Enigmatically entitled 46 - 46th street, minute, year, or something else altogether - this experimental album encompasses a wide array of contemporary influences, from rock to noise. Mainly electro, even when pastiching the most classic of rock (making for a nice exercise in style in "Don't believe in rock 'n' roll"), Atlan's project combines the energy of rock, the irony of punk, and retains from noise music a taste for the outer limits of sound.

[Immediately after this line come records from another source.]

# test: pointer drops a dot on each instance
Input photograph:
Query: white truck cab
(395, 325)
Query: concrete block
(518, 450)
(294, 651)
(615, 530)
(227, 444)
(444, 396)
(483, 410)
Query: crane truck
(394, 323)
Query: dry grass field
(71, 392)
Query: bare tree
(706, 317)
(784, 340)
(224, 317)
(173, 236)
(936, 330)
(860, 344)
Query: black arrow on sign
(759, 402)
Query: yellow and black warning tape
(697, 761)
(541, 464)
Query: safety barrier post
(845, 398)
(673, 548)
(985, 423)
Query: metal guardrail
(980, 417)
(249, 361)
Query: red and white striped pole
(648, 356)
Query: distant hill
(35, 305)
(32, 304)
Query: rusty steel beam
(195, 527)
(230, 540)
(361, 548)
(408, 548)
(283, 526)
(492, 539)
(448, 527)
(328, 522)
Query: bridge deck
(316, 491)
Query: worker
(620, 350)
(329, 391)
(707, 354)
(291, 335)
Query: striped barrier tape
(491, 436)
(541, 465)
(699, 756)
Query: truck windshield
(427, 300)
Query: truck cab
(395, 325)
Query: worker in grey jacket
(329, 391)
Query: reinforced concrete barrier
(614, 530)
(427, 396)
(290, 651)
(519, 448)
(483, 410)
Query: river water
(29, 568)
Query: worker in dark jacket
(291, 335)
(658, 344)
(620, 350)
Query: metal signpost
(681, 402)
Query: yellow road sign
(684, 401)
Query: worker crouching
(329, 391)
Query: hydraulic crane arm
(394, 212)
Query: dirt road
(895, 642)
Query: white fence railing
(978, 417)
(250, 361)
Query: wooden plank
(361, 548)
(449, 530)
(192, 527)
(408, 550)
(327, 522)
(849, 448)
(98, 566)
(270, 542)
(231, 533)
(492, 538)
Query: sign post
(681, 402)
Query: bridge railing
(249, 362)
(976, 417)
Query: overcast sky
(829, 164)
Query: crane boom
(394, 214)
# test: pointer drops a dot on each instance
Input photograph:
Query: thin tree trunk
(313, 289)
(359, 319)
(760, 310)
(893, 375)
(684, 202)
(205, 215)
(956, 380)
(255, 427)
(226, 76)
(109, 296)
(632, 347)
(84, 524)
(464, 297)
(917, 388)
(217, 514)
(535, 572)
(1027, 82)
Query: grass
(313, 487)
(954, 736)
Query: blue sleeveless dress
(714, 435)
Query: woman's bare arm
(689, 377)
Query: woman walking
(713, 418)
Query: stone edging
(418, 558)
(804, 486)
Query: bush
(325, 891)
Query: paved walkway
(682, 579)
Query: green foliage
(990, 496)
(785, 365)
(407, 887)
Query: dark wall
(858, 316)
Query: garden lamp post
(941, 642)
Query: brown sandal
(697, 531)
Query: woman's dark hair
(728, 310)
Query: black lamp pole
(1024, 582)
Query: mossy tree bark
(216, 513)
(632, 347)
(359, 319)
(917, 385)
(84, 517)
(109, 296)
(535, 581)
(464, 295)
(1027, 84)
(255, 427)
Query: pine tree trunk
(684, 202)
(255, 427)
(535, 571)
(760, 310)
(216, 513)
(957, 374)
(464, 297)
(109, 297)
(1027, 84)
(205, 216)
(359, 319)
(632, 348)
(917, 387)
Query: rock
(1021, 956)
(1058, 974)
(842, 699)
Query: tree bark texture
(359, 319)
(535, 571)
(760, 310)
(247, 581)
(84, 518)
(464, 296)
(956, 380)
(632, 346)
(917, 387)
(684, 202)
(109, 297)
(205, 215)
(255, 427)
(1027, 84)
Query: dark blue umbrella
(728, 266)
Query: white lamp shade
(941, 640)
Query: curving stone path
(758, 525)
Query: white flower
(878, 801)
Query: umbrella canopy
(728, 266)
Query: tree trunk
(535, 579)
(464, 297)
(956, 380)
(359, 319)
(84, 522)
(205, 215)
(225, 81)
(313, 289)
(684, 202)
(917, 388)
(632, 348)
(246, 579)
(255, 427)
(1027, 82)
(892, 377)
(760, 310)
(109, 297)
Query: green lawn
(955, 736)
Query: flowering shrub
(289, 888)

Fiery and spontaneous, the album penetrates variety of sound landscapes without ever changing tone. Insistent, apocalyptic sequences (from "Irreligion" to the blast-off countdown of "16 bits") lead into strong, sharp tribal airs ("Same old song"), Japanese drums and chants - and then suddenly, the ghost of a central European violin appears to inflect the insistent vibrations of a Velvet-style intro ("Velvet", appropriately enough).

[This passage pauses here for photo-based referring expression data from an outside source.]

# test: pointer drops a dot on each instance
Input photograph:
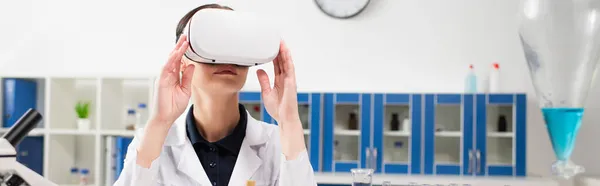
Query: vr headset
(218, 36)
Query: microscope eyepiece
(22, 127)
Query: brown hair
(184, 20)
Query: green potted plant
(82, 108)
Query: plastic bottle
(395, 123)
(494, 81)
(398, 150)
(74, 175)
(336, 154)
(471, 81)
(131, 119)
(83, 179)
(406, 124)
(142, 116)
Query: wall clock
(342, 9)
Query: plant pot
(83, 124)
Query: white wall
(394, 46)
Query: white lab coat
(260, 159)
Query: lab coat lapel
(248, 160)
(184, 154)
(189, 164)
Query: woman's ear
(182, 64)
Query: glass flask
(561, 43)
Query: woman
(216, 141)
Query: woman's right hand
(173, 94)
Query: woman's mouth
(226, 70)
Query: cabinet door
(19, 95)
(122, 144)
(501, 134)
(448, 133)
(397, 132)
(254, 104)
(309, 108)
(30, 152)
(347, 128)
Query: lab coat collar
(248, 159)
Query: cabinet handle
(470, 161)
(478, 155)
(374, 154)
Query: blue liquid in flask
(563, 125)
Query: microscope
(13, 173)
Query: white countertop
(346, 178)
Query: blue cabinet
(438, 134)
(310, 105)
(19, 95)
(398, 147)
(121, 143)
(500, 148)
(448, 133)
(346, 131)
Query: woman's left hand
(282, 103)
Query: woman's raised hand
(282, 103)
(173, 93)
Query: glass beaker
(362, 177)
(561, 42)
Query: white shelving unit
(65, 145)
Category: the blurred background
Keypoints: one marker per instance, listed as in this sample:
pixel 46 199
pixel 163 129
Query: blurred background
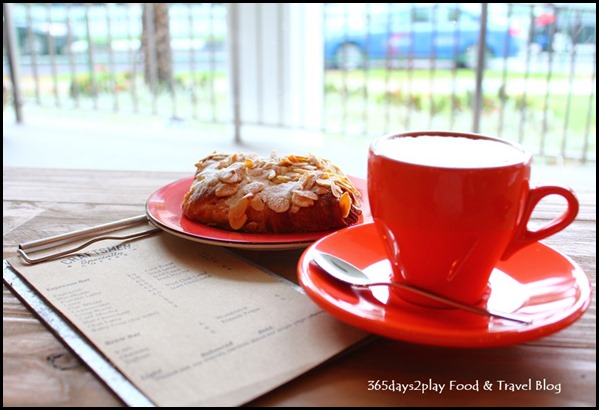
pixel 336 73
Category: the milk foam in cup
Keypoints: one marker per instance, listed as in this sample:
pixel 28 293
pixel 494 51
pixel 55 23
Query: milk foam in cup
pixel 449 205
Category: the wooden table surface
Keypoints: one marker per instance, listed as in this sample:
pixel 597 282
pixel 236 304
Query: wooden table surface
pixel 39 371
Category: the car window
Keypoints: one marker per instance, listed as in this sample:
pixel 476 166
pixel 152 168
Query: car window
pixel 421 15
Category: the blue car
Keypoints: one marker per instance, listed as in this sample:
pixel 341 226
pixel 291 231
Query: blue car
pixel 377 33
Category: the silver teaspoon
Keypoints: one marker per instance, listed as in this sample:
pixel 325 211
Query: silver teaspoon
pixel 348 273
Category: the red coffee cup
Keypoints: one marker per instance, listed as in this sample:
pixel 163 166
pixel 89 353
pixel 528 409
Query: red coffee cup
pixel 450 205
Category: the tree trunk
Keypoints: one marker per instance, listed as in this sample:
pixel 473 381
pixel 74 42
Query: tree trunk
pixel 157 43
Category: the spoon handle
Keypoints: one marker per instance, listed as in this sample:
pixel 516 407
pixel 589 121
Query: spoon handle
pixel 450 302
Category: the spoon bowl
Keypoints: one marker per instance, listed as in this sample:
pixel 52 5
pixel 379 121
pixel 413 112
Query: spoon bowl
pixel 348 273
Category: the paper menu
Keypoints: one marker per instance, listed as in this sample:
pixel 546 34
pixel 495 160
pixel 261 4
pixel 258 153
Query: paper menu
pixel 188 323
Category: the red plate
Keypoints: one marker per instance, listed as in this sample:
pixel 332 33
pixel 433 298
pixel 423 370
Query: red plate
pixel 537 282
pixel 164 210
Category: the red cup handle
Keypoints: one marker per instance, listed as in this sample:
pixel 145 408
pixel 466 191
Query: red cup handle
pixel 522 236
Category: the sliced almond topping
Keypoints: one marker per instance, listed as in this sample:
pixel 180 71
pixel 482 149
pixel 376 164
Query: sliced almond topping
pixel 226 189
pixel 257 204
pixel 306 194
pixel 324 182
pixel 301 201
pixel 278 203
pixel 229 176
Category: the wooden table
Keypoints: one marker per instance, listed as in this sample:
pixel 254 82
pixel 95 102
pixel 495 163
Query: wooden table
pixel 39 371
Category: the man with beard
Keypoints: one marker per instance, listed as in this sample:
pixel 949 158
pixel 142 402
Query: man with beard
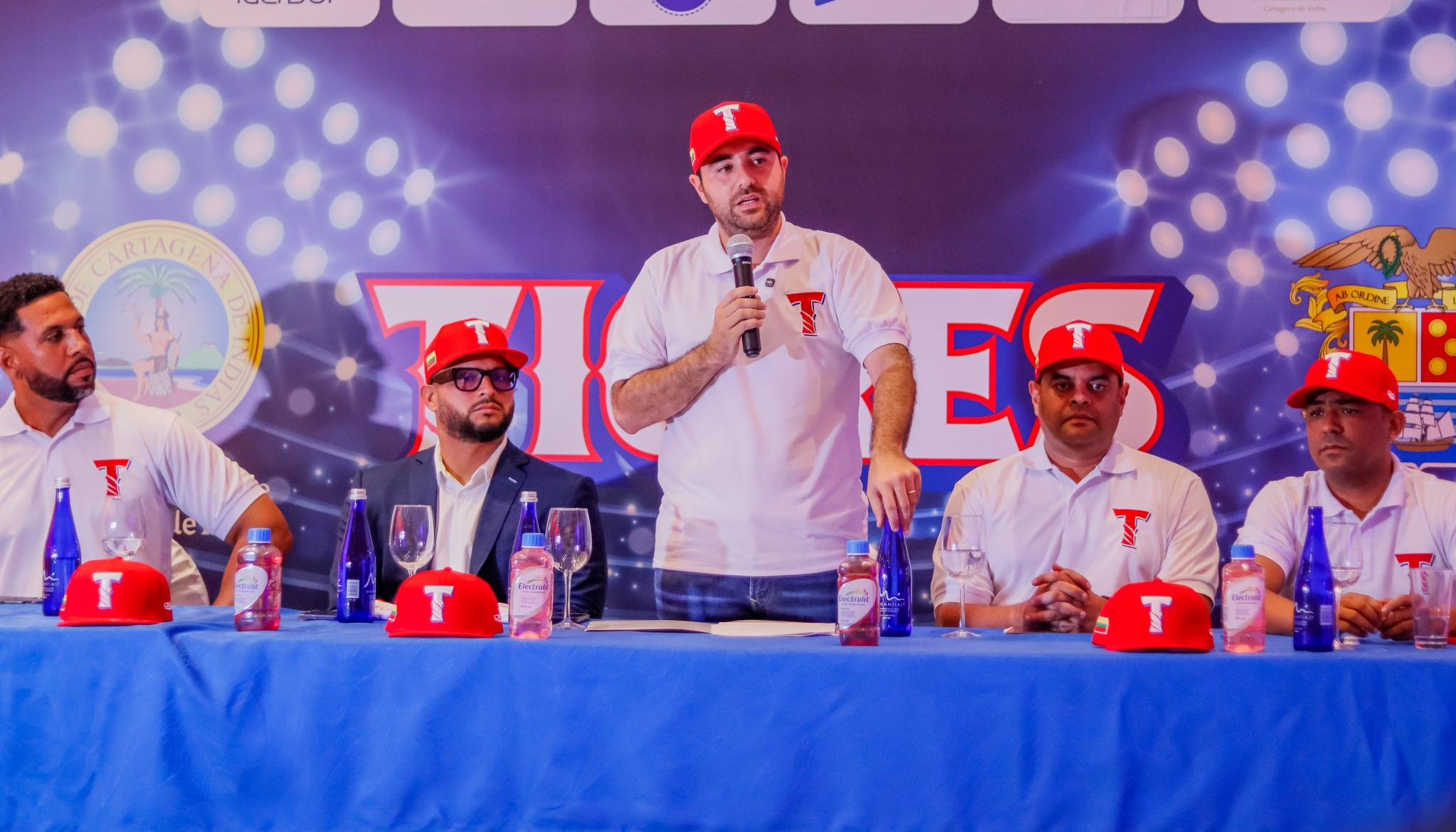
pixel 57 424
pixel 475 477
pixel 761 459
pixel 1077 516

On the album's more experimental tracks, waves of signals, sounds and archaic animal calls seem to seep out from below the earthly surface ("Sous terre"). And shifting back from land to sky, subsequent tracks instantly add further dimensions in shimmering layers. The journey comes to an end in nearly shamanesque fashion, to the rhythm of a body drifting from life - a sonorous as I lay dying in which heartbeats become the only anchoring point in a universe falling apart ("Faux-semblants").
As a bonus, there is a David Lynch-style video by Magali Marc for the track "Irreligion", in which an oppressive series of black and white shots evoke a hunting scene, a war set to break out. Lenses, binoculars and other visual devices conceal the protagonists and widen the gap with reality, while through a loudspeaker, an imperious voice intones a serious of incomprehensible warnings. Then come the deafening rhythm and unexpected sound of an instrument invented by Sonic Surgeon, a sort of horn with a powerful, modulated tone that relaunches the offensive, lifts the weight of the oppressive layers, and sets off toward a blazing, dissonant dawn.